One potential explanation is that the trigger in the temporal area may be medicated by a vascular origin and not muscle. The auriculotemporal nerve passes through the temple area, largely being on top of the muscle. Its pathway is located fairly close to where most temporal migraine sufferers can put their finger on as the most intense areas of pain. This type of pain location is where both the  auriculotemporal nerve) and the superficial temporal artery are in close association.

Recent published anatomic studies by plastic surgeons has shown that up to one-third of cadaver head dissected showed a direct relationship  between the artery and the nerve where they crossed each other or became actually intertwined. This could be a source of nerve irritation and a potential trigger for temporal-based headaches. As the nerve and artery are located  in the superficial fascia of the temple, they both are easily accessible through very limited incisions inside the temporal hairline.

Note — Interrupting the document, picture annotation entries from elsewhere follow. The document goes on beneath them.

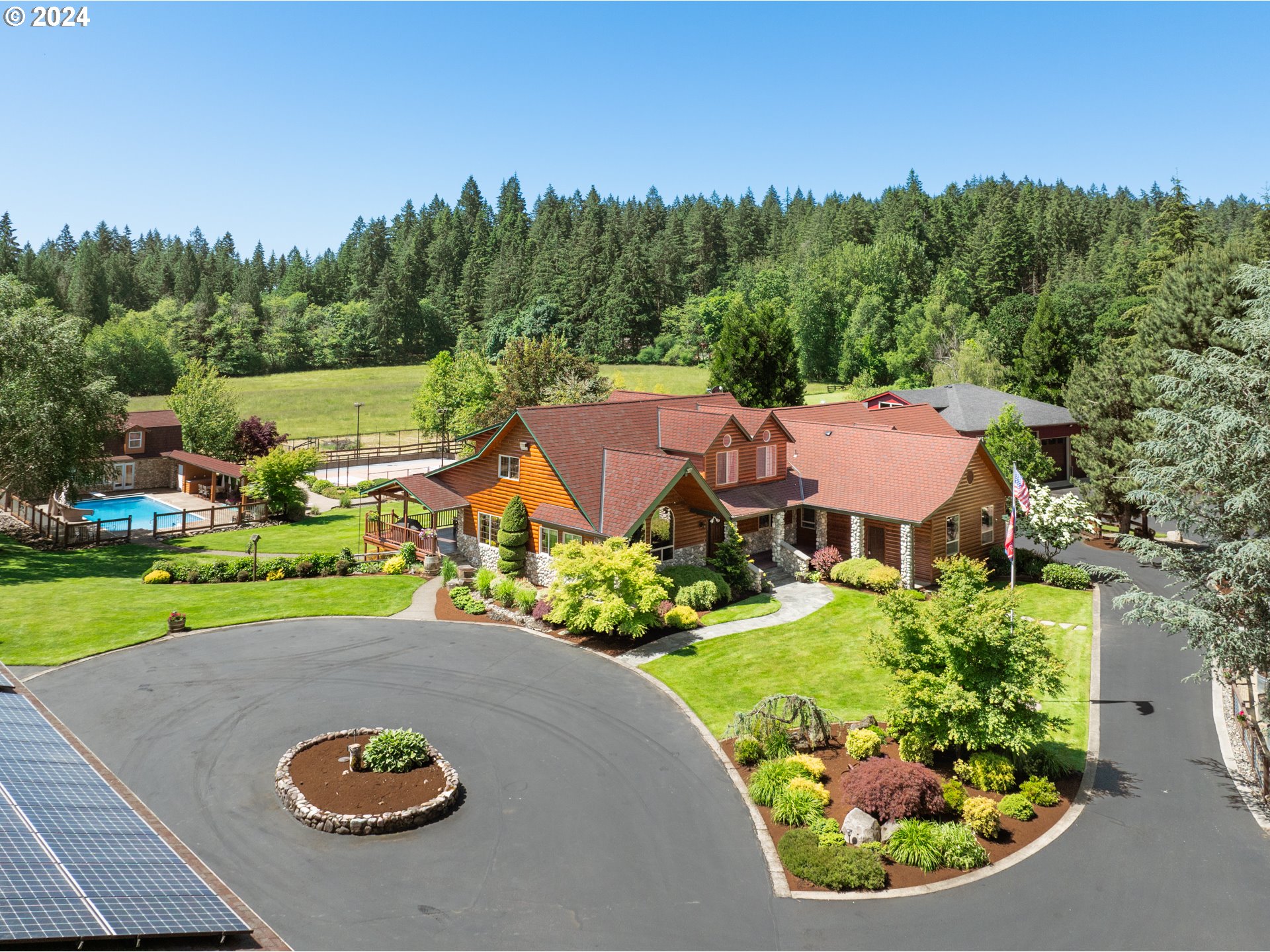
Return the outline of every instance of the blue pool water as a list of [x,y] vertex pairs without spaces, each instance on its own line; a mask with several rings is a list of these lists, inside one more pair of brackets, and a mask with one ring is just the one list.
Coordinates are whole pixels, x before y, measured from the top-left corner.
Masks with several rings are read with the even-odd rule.
[[[136,496],[104,496],[98,499],[97,496],[89,496],[88,499],[81,499],[75,504],[76,509],[88,509],[93,513],[88,517],[90,520],[97,519],[127,519],[132,517],[132,528],[135,529],[149,529],[154,526],[155,513],[160,515],[168,513],[177,513],[177,520],[180,520],[180,509],[161,503],[154,496],[136,495]],[[187,517],[188,522],[202,522],[202,515],[189,514]],[[163,523],[163,520],[160,520]],[[163,524],[160,524],[163,528]]]

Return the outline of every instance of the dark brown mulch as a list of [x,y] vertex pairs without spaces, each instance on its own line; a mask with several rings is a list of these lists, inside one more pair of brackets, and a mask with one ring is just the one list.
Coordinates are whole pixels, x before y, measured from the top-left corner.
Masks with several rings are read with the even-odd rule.
[[[438,622],[485,622],[488,625],[512,625],[502,618],[494,618],[489,612],[485,614],[467,614],[462,608],[455,605],[450,598],[450,590],[441,588],[437,590],[437,621]],[[517,627],[512,625],[512,627]]]
[[[834,729],[834,736],[829,743],[829,746],[822,748],[814,751],[818,758],[824,760],[824,769],[827,779],[823,781],[824,786],[829,790],[829,806],[826,809],[824,815],[832,816],[839,824],[846,819],[847,814],[852,810],[852,803],[846,798],[842,792],[841,777],[847,773],[851,767],[857,763],[842,746],[841,740],[841,727]],[[723,749],[728,753],[728,758],[732,759],[733,764],[740,772],[742,779],[747,783],[749,782],[749,774],[753,773],[752,767],[742,767],[737,763],[733,757],[733,741],[725,740],[723,743]],[[889,757],[895,760],[899,759],[899,745],[898,744],[885,744],[881,749],[883,757]],[[946,757],[936,760],[932,768],[935,773],[940,774],[942,779],[949,779],[952,777],[952,762],[956,758]],[[1016,778],[1017,779],[1017,778]],[[1022,778],[1022,779],[1026,779]],[[1076,797],[1077,790],[1081,787],[1081,774],[1072,774],[1064,777],[1060,781],[1055,781],[1054,786],[1058,787],[1059,801],[1057,806],[1038,806],[1034,807],[1036,816],[1031,820],[1015,820],[1010,816],[1001,817],[1001,836],[996,840],[986,840],[982,836],[979,843],[988,850],[988,857],[991,862],[997,863],[1005,859],[1012,853],[1017,853],[1020,849],[1026,847],[1029,843],[1040,838],[1046,830],[1049,830],[1067,809],[1072,805],[1072,800]],[[984,791],[974,790],[973,787],[965,788],[965,795],[968,797],[988,797],[989,800],[1001,800],[999,793],[991,793]],[[758,807],[758,812],[763,816],[763,823],[767,824],[767,833],[772,838],[773,843],[779,843],[781,836],[789,831],[789,826],[772,821],[772,811],[766,806]],[[955,820],[955,816],[937,816],[931,817],[936,820]],[[888,889],[903,889],[906,886],[923,886],[928,882],[940,882],[942,880],[951,880],[958,876],[964,876],[963,869],[936,869],[935,872],[927,873],[918,869],[916,866],[902,866],[894,863],[890,859],[883,859],[883,866],[886,868],[886,887]],[[817,886],[808,882],[806,880],[800,880],[796,876],[790,875],[785,871],[785,878],[792,890],[813,890],[817,892],[832,892],[832,890],[824,886]]]
[[349,744],[363,748],[370,735],[333,737],[301,750],[291,760],[291,781],[310,803],[339,814],[386,814],[427,803],[446,788],[446,774],[436,763],[406,773],[349,770]]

Auriculotemporal nerve decompression can be done through an inch or two vertical incision about one inch back from the hairline. The superficial temporal artery (STA) splits about 5 cms above the back of the zygomatic arch so this should be where the incision is made. The bifurcation can easily be found. Some patients will show the nerve in proximity to the anterior branch of the STA while others will not. The artery can be ligated from where it branches from the main trunk of the STS up as far as one can go. There is usually a specific point that one can put their finger on which is the area of maximal pain. The anterior branch of the STA will almost always pass right into that area. There is where the upper end of the ligation is done. I also take a window of fascia over and around the point of maximal spot pain. Whether this is beneficial or not is unknown but it is simple to do and may help provide some relief from ‘muscle decompression’. Should the nerve and artery be in close proximity, it is always preserved.

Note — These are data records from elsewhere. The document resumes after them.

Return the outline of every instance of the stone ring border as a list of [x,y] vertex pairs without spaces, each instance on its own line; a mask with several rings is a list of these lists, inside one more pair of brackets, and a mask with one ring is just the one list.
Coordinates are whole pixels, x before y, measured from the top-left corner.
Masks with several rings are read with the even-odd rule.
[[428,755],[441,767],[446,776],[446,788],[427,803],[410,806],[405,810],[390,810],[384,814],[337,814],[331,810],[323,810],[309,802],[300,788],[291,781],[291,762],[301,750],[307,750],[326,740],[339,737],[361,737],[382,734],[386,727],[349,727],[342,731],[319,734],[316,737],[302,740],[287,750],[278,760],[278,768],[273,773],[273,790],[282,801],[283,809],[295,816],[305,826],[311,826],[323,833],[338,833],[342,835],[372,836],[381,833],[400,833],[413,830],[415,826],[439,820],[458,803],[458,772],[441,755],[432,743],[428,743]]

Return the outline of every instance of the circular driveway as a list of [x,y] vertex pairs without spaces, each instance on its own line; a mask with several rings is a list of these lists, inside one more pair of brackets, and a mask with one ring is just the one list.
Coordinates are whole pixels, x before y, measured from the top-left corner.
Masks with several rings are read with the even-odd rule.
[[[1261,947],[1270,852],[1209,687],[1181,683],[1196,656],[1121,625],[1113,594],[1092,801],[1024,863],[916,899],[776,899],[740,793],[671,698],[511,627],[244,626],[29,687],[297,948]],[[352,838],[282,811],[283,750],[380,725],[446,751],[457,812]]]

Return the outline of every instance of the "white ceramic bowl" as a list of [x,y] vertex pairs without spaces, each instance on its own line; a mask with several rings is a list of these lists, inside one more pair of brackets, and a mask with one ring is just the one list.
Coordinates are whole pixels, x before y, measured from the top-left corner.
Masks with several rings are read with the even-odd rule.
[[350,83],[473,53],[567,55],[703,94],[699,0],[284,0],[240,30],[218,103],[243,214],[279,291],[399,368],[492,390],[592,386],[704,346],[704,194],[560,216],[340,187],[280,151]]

The field of migraine surgery through muscle or vascular decompression is new and continues to evolve. Less studies have been done on temporal migraine decompression but vascular ligation/separation seems like a plausible theory. There are virtually no downsides to this procedure other than it may not work. It is simple enough that it can be done under local anesthesia if it is the only trigger point being decompressed. Diagnostic testing of the temple region as a potential culprit can not be done by Botox to prove the vascular trigger point theory or that the surgery may be effective. Local anesthetic injection would seem to more reliable as a nerve block test but one has to be careful to not puncture the underlying artery. The correlation between a positive local anesthetic nerve block and the success of vascular decompression, however, has not been proven and further studies are needed.